Of course, it’s not all plain sailing: I heard of a certain online retailer (go on, take a guess…. yes, that’s the one) which placed a large order with a UK toy supplier for a line which the company has never stocked. Naturally, the company didn’t – couldn’t – deliver it. So, the online platform deducted a hefty sum from the company’s account for non-delivery… of an item it physically couldn’t supply. Despite subsequently admitting fault, the online platform still hasn’t recompensed the supplier, despite this unfortunate error occurring quite a while back. As they say, at least Dick Turpin wore a mask…
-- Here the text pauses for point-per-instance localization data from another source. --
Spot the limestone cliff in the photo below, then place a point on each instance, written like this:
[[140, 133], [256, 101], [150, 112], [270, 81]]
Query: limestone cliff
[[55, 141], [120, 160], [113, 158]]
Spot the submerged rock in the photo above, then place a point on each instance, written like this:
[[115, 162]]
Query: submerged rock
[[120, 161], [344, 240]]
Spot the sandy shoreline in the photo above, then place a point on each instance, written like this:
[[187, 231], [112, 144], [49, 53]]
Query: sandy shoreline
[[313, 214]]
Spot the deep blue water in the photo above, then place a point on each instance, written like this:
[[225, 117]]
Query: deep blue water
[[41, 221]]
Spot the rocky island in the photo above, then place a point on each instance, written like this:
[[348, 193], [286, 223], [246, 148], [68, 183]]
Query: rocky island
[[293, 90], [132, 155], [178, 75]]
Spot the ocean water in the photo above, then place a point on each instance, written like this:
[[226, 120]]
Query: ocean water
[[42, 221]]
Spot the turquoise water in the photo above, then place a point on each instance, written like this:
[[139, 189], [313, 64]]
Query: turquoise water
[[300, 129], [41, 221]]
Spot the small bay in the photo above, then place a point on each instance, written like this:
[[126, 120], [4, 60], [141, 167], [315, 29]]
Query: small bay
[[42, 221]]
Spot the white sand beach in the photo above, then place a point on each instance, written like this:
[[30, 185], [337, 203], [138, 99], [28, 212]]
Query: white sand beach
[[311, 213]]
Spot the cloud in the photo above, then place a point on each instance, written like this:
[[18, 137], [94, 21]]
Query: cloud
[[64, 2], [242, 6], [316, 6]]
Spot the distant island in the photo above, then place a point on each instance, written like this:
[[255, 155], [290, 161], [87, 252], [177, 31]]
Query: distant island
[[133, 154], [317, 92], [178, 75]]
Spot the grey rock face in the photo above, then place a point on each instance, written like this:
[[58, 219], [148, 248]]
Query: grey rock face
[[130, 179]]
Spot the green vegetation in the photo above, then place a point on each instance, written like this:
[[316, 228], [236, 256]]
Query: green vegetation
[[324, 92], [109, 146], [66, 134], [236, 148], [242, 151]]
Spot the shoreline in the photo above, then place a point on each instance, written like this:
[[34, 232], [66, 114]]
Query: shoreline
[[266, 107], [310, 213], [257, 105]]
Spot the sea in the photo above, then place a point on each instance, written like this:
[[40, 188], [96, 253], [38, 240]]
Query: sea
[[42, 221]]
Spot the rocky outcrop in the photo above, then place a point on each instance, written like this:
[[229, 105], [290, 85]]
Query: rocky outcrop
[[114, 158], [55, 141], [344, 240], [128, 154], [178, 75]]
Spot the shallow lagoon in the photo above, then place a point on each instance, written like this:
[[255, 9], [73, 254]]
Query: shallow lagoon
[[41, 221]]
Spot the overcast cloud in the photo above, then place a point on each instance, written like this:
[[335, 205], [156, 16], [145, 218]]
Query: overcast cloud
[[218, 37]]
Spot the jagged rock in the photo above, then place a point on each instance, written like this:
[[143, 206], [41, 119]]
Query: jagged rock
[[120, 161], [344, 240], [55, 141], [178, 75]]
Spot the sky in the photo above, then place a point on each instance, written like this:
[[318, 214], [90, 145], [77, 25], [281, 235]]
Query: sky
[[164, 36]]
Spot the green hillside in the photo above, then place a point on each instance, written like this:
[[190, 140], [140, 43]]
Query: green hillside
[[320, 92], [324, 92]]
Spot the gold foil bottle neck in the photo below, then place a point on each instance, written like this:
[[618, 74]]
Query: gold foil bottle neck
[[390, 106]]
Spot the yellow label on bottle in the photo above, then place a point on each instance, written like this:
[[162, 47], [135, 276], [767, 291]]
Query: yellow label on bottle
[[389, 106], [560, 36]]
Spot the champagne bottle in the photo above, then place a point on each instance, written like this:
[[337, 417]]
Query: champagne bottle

Thankfully, the toy company in question is large enough for this unfortunate incident not to have crippled its cash flow, but there is no doubt it could have completely pole-axed a smaller supplier. And yet, if the ‘revolutionary’ G7 global minimum tax initiative does actually go ahead as planned, it appears that the online retailer in question is unlikely to be affected, because the new regulations will only apply to companies which have a 10%+ profit margin – which this company insists it does not. No, sorry, I’m all out of eye-roll emojis.
Finally, as the Toy Trust’s Around the World in 80 Hours event starts today, we wish the participating companies all the best – and I just hope they find it a whole lot easier to get ‘around the world’ than their containers are at the moment.